Penn does a good job relating just how bizarre a victory the Tudors pulled off, and if Henry VII can be said to fascinate at all it is due to his very improbability. He usurped the throne through the agency of others (not his own military prowess like Edward IV, or by popular acclaim like Edward III. The real interest in Henry VII, then, centers on examining how this Lancastrian offshoot found himself an anointed king. It begins with a simple answer: persistent infertility of the House of Lancaster and the exceptionally improbable careers of four illegitimate children, the Beauforts. Penn does not skimp on how acutely sensitive Tudor was about the meagerness of his claim, coming as it was through a female line, and Beaufort at that, as well as deeply resentful of the superiority firstly of Edward of Warwick’s claim and secondly that of his own wife. This led to a poisonous inability to coexist with any member of his wife’s Yorkist family, not just one-time Richardian servants and retainers. Tudor always cast himself as their victim in his own lifetime and certainly what he wanted his biographers to perpetuate. This in itself is so unappealing, and emasculating, that is hardly surprising that he is ignored by historians. Whatever else he was, Henry VIII, the son, was no victim; he did the victimizing, with malicious, narcissistic zeal.

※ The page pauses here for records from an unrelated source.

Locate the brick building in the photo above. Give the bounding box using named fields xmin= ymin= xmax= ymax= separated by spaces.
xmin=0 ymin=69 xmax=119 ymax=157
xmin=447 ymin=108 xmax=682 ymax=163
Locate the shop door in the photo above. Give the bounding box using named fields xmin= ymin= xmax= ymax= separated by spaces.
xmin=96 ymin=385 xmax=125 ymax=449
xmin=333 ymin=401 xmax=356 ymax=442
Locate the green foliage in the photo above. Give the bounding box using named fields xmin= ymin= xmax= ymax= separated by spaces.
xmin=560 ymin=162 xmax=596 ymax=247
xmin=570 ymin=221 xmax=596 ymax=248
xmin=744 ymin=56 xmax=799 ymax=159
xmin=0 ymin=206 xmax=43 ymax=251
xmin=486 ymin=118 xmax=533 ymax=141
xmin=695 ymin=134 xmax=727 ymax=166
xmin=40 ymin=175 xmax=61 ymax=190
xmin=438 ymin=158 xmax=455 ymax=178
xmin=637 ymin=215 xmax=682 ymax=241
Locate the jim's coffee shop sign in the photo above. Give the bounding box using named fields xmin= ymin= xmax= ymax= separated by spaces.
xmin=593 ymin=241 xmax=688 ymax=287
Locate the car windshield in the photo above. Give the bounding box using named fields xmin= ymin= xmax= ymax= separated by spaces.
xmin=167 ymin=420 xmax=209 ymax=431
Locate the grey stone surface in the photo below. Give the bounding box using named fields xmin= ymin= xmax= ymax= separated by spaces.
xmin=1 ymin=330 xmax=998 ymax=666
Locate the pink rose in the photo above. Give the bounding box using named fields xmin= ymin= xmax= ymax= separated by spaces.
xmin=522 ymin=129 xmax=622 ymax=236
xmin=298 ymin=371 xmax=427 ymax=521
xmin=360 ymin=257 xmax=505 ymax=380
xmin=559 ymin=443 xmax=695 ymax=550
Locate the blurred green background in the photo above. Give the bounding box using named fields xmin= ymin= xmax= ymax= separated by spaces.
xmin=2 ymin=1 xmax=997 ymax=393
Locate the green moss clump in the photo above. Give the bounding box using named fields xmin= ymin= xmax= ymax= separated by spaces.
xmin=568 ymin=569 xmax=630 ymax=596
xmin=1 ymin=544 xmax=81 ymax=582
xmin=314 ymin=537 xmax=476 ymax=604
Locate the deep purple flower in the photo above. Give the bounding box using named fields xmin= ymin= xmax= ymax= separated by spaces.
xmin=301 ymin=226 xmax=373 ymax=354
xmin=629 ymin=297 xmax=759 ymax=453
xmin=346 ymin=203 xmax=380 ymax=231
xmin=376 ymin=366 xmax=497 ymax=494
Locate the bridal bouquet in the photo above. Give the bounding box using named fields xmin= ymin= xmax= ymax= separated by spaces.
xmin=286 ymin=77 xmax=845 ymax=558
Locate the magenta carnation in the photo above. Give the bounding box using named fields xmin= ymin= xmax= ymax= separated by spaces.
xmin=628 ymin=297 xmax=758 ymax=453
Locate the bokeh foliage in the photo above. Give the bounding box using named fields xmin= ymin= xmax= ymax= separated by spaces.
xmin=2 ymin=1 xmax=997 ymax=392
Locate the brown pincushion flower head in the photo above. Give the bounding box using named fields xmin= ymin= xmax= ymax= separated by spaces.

The author’s study of how Henry VII used bonds and fines as a method of exerting control over the aristocracy and of curtailing the power of any potential rivals was fascinating, although, for my personal taste, a little over-detailed at times. Penn painted a picture of a monarch who spent his early years fighting first to gain and then to hold the throne and who in his later years became obsessed with the need to consolidate his position and ensure an undisputed dynastic inheritance for his son. I found it both interesting and unexpected that Henry VII chose to do this by financial control rather than by the axe later so beloved of Henry VIII. Some of the most interesting parts of the book to me were those that dealt with the young Princes Arthur and Henry and with poor Catherine of Aragon, used for years as a pawn in a game of diplomatic chess. The author paints a sympathetic picture of how powerless Catherine was in influencing and determining her own fate (not unusual, of course, but often left undescribed). Penn also gives some great descriptions of state occasions: the marriage of Catherine to Arthur and later to Henry VIII, coronations, funerals, and the socially important jousting tournaments. We also learn who were the influences on Henry VIII’s education, both intellectual and chivalrous, and learn about the early careers of some of those who would be so significant in his later reign: Thomas More, Thomas Wolsey, et al.

This book is very much a biography rather than a social history and as such concentrates almost exclusively on royalty, aristocracy and the rich; furthermore, this is a study of Henry Tudor’s life after winning the crown at Bosworth, and his life before this momentous event is dealt with in a brief introduction. Personally, I would have liked the author to shed a bit more light on how Henry VII’s reign impacted on the commoners. Everywhere Henry Tudor looked he thought he saw a Yorkist’s better claim lurking and the people only too happy to put one of them back on the throne, such was his delusion. Far from delivering the Yorkists and the English people from an alleged parricidal, Henry Tudor’s own inadequacies drove him to becoming that which he claimed to have prevented. And his son was even worse.